Directed by Panos Cosmatos.
Starring Nicolas Cage, Andrea Riseborough, Linus Roache, Bill Duke, Ned Dennehy, Clément Baronnet, Line Pillet, Olwen Fouéré, and Richard Brake.
Mandy is set in the primal wilderness of 1983 where Red Miller, a broken and haunted man hunts an unhinged religious sect who slaughtered the love of his life.
Mandy assuredly contains a number of moments to add to the somewhat career-defining (at least, as far as the latter half of his acting tenure goes) sensational video of Nicolas Cage losing his shit, but the difference between 90% of the movies in that compilation and this is that the freakouts and explosive rage carry an undercurrent of sympathy.
Admittedly, Mandy is a bare-bones narrative essentially boiling down to revenge against a group of evangelical cultists and their summoned demonic biker gang associates, but writer and director Panos Cosmatos (alongside co-writer Aaron Stewart Ahn) imbues standard practices with heavy stylistic choices ranging from art-house horror sensibilities conjuring up the vibe of the set of an ’80s heavy metal music video, death sequences involving gallons upon gallons of fake blood and most certainly enough to make anyone that ever worked on The Evil Dead series smile with approval, scenery-chewing performances from everyone, especially the villains, comprised of lines that feel ripped out of the dark fantasy novels the titular Mandy reads or perhaps heavy metal reminiscent lyrics, and hypnotic visual trickery, specifically speaking a back-and-forth transformative image that had me questioning if I was going crazy and seeing things.
Genre pictures typically don’t generate much traction as far as awards consideration goes, but without hesitation, I can confidently say that Mandy will go down as one of the most visually arresting films of the year.

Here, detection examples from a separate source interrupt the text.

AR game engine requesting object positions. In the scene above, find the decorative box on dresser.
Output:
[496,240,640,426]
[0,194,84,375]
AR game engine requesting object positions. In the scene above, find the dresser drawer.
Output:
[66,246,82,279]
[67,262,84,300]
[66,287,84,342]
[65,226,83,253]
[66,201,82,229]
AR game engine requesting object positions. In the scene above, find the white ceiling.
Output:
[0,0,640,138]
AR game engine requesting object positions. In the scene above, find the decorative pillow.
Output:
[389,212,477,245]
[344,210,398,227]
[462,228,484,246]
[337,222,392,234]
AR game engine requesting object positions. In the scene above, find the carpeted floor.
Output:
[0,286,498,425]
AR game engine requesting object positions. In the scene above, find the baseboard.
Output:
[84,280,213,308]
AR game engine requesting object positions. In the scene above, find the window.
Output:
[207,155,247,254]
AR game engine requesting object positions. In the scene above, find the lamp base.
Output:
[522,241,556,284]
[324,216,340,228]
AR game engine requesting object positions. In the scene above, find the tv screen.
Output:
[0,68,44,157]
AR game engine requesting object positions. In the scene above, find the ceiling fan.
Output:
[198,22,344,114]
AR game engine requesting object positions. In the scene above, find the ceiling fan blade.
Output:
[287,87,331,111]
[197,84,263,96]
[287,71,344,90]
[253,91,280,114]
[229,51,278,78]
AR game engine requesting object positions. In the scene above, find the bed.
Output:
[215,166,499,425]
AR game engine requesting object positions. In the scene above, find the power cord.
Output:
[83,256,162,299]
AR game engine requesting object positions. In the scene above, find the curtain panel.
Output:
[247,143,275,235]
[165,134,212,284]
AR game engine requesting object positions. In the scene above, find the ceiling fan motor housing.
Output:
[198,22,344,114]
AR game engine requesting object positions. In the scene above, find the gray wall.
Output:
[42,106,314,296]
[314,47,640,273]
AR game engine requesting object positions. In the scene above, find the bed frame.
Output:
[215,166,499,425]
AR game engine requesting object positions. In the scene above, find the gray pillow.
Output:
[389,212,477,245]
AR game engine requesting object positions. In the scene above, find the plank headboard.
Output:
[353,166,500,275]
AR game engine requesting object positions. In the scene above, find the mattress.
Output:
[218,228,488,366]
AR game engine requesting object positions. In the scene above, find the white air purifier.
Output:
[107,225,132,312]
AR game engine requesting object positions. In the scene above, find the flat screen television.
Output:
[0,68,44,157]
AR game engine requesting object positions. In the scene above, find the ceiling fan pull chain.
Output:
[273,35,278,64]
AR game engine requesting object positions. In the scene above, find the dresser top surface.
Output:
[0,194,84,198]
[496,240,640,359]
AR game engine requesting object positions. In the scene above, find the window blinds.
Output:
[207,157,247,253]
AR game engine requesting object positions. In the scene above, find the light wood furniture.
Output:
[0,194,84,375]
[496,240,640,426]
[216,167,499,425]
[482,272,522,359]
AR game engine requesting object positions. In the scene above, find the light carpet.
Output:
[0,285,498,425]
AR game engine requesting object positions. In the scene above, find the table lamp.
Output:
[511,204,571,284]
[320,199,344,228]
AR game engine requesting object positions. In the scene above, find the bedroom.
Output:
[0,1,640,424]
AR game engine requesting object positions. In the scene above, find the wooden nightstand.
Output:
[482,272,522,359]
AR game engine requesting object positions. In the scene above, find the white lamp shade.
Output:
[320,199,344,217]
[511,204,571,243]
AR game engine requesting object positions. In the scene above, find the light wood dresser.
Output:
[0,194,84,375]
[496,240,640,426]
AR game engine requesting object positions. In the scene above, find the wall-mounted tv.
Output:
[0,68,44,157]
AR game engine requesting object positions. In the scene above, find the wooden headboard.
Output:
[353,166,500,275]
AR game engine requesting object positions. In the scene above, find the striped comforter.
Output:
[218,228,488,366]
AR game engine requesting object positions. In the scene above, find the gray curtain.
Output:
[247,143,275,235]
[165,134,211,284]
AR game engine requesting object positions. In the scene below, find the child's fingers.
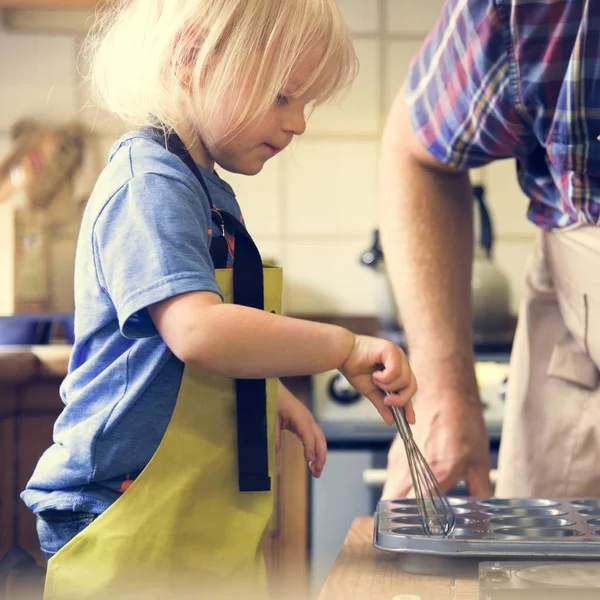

A debate can be had if some aesthetic aspects go overboard, slightly robbing the experience of some emotional heft, but the psychedelic shot compositions successfully capture a mood that switches between beautiful and unsettlingly eerie. Smoke filters are used to great effect making audiences feel as if they have been placed in a literal hell (which also works in conjunction from the mental standpoint of Nicolas Cage’s vengeance-seeking Red), costume designs are completely practical without a hint of CGI, and environments are peaceful with colorful backgrounds. Often, the film plays with lighting, but important to note is it’s not just for hollow stylization. And once again, one image literally had me thinking I was becoming crazy.
It’s not just technical filmmaking that causes Mandy to stand out as a bold, uncompromising cinematic statement, but also the tale of two halves approach to the story. A good 45 minutes of the film is peaceful; Red and Mandy (played by Andrea Riseborough with mystique and gothic grace) have extended conversations that might feel as if they are going on a bit too long in the moment, but add to the payoff of unrelenting bloodsoaked carnage. We learn that Red is a lumberjack and Mandy is an artist, specializing in paintings just as ethereal as the rest of the film’s visuals. Not to spoil anything, but when bad things do happen from the hands of religious fanatics, the film has done its job to ensure that when Nicolas Cage is having a breakdown in his own bathroom while chugging alcohol and tending to multiple wounds, all while screaming up a storm only like he can, it’s a genuinely strong acting showcase that gets viewers on board and engaged with the upcoming payback.
Attention also needs to be drawn to the fact that this will be the last soundtrack for the recently deceased, gone too soon, outstanding composer Jóhann Jóhannsson, who is on top form here whether it’s quiet beats or upping the tempo.
With that said, the portion most people will be purchasing a ticket for does deliver, and with a nice variety of weapons that include a mythical looking battle ax and chainsaws. It’s not long before blood is smeared dry all over Red’s face, with every kill further sending him into a warped killing machine growing increasingly unstable, and it’s all done with the expressionistic body language that instantly clicks with Cage. To be fair, there are also moments of restraint displaying emotional pain, and they add more weight to the outbursts of violence. For once, the actor is both an unhinged lunatic yet strikingly human. As the bodies pile up and the gore becomes more stomach-churning, I reached a point where I had a declaration to make; Nicolas Cage is my new God.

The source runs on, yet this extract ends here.